Seniors who are ready to blog need to know several things:

  1. “Blog” is an abbreviation for “Web log.” It’s like a note or newsletter online that anyone can read. Blogs can, however, be password protected if you want to allow only certain people – family, former classmates, military friends – to read a blog.
  2. People who write blogs are called bloggers, and they usually write about things that interest them or about which they have some level of expertise.
  3. Blogs can be about professional subjects, follow news events, chronicle hobbies or projects, or simply be a sort of public journal. Blogs are most rewarding for the bloggers/writers when they have a clear focus. Knowing what a blog is about helps the blogger come up with thing to write about. Being consistent also lets readers know what to expect when they go to a blog and makes it more likely that they will return regularly to read what’s been written.

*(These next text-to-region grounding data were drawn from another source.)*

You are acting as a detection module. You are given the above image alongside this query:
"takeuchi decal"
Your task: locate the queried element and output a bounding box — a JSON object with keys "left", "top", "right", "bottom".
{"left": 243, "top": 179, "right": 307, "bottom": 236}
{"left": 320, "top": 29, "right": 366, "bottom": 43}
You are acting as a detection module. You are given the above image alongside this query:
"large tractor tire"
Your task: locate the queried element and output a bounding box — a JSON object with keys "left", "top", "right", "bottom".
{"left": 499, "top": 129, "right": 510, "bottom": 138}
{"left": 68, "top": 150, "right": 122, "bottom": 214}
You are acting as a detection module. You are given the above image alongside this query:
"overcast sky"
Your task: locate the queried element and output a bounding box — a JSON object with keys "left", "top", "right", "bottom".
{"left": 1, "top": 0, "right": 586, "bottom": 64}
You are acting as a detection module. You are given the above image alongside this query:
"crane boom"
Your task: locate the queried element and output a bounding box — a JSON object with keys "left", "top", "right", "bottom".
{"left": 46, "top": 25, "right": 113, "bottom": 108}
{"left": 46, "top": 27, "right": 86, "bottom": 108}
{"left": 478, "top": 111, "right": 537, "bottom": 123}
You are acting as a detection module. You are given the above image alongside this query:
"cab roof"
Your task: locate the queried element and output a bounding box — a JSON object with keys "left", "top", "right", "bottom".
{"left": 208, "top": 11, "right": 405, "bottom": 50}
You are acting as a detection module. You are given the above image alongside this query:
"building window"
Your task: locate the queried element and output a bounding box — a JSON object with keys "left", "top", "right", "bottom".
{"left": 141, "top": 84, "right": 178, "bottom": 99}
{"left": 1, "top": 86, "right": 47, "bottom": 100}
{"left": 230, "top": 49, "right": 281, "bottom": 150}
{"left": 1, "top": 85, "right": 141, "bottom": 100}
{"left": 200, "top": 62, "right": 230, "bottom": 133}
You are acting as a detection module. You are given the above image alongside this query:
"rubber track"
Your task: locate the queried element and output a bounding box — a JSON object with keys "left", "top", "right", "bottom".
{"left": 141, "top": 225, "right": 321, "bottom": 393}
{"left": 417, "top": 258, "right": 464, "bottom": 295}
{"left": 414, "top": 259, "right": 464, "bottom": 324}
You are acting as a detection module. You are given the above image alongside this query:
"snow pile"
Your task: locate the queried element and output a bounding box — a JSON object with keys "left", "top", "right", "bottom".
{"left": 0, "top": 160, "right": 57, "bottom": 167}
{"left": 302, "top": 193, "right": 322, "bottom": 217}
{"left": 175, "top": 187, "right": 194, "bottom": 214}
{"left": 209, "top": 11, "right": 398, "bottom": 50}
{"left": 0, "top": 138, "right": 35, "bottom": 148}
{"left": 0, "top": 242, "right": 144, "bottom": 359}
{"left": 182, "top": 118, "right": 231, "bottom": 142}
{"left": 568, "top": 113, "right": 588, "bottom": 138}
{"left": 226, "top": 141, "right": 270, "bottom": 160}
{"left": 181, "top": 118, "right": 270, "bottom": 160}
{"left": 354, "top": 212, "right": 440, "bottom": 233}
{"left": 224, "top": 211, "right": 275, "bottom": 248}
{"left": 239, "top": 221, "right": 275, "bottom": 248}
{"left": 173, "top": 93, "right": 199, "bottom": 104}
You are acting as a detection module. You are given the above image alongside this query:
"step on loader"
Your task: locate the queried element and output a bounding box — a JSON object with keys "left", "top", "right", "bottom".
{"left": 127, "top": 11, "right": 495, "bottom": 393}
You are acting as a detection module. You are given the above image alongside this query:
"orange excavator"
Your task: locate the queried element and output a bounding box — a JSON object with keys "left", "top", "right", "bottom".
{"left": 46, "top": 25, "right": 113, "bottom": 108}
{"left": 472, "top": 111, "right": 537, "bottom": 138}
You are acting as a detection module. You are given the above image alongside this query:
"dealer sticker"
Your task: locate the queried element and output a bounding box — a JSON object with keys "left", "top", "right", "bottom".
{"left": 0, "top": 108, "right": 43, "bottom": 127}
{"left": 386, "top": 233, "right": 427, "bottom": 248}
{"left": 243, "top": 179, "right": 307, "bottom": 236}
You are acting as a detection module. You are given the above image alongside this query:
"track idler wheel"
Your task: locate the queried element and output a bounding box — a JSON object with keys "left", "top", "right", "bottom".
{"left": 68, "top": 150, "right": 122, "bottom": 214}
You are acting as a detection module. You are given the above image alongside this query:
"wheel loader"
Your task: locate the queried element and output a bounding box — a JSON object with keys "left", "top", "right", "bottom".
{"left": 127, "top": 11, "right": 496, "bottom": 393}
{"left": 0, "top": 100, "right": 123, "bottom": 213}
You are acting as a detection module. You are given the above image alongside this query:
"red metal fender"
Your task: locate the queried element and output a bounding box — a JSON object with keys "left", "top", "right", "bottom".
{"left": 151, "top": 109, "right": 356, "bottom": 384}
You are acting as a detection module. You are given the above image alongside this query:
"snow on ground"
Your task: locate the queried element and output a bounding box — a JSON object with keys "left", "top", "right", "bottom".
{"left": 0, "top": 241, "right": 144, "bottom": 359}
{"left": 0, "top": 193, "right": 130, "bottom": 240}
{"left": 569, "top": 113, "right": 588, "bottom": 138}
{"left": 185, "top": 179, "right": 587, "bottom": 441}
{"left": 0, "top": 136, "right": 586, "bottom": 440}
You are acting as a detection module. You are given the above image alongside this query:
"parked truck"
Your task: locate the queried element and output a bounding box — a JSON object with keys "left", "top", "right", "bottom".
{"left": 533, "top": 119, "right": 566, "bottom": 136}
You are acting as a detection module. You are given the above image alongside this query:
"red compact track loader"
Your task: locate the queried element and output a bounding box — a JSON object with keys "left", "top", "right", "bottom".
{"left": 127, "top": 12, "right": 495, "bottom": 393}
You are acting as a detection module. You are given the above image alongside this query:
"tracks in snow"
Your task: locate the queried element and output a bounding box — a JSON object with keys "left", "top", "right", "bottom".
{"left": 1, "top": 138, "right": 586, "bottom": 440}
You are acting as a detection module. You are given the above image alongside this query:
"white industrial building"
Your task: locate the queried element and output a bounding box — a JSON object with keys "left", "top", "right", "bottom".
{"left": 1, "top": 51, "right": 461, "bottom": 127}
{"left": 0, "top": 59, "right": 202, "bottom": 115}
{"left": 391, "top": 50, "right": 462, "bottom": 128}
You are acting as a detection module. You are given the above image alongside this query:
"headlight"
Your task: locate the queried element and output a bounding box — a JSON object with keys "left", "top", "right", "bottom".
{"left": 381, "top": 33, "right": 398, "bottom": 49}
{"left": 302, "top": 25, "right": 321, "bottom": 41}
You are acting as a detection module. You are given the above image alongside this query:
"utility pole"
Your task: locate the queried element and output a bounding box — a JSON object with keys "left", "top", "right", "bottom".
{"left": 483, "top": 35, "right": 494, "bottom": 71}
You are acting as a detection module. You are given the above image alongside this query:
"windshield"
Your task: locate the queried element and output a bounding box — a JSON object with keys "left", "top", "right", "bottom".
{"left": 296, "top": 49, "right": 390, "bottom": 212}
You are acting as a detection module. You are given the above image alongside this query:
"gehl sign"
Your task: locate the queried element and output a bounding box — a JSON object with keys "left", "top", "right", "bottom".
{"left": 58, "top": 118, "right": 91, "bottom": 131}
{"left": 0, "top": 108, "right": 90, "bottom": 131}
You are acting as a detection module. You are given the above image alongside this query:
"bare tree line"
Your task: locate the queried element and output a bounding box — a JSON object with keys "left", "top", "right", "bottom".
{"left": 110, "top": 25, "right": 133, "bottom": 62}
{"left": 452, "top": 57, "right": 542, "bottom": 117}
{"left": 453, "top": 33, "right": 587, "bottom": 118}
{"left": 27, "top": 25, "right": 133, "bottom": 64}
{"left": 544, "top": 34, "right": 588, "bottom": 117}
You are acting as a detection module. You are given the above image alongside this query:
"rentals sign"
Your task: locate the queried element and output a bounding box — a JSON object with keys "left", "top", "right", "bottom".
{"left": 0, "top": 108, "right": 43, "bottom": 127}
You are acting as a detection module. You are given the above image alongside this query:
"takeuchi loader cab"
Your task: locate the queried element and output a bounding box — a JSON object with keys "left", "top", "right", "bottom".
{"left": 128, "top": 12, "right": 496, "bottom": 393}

  4. Most blogs allow readers to leave comments, which can lead to interesting, engaging exchanges between the blogger, readers, and other bloggers. Not all blogs allow this, however, and it is up to the blogger if their blog will accept comments from readers.
  5. Blogs need an audience. Who is your audience? A blog aimed at family members is very different from one designed to appeal to other bridge enthusiasts.
  6. How often are you going to blog? There is no need to post everyday, but have a schedule for yourself – 2 times a week, weekly, every other week – for when you’re going to write on your blog. Regular posting makes the blog more useful for a senior looking for mental stimulation. Regular posts also lets readers know when to expect to find something new on a blog and make it more likely that they will return regularly to read what’s been written.
  7. Keep learning. Once you master writing blog posts, try adding a photo or a link to other blogs or articles or pictures online. Blogs are mentally stimulating both because you’re writing on them and because they challenge you to develop new skills and synthesize new information.
  8. Be honest, be yourself. The best writing – the kind that people return to read – is honest and reflects the author. You don’t need to pretend to be more interesting, better technically skilled or anything else to have a blog.
  9. Engage your online audience. Ask for comments or opinions. If you’re having trouble with the blog or some technical aspect of it, your online audience may be able to help. The best blogs are often like conversations between the bloggers and their readers.
  10. Remember that blogs are public. Unless you set your blog to be able to be read by only certain people, anyone can read your blog. In any case, do not post financial information or other personal details you wouldn’t want the general public to know.

For seniors who are interested in sharing stories but not ready to commit to having a blog of their own, Ronni Bennet’s Elder Storytelling Place (http://www.ronnibennett.typepad.com/elderstorytelling/) is an excellent place to start. She invites other older adults to post their 750-word or less stories on her blog by emailing them to her. It’s a wonderful way to share memories and engage in the age-old form of entertainment and engagement: telling stories.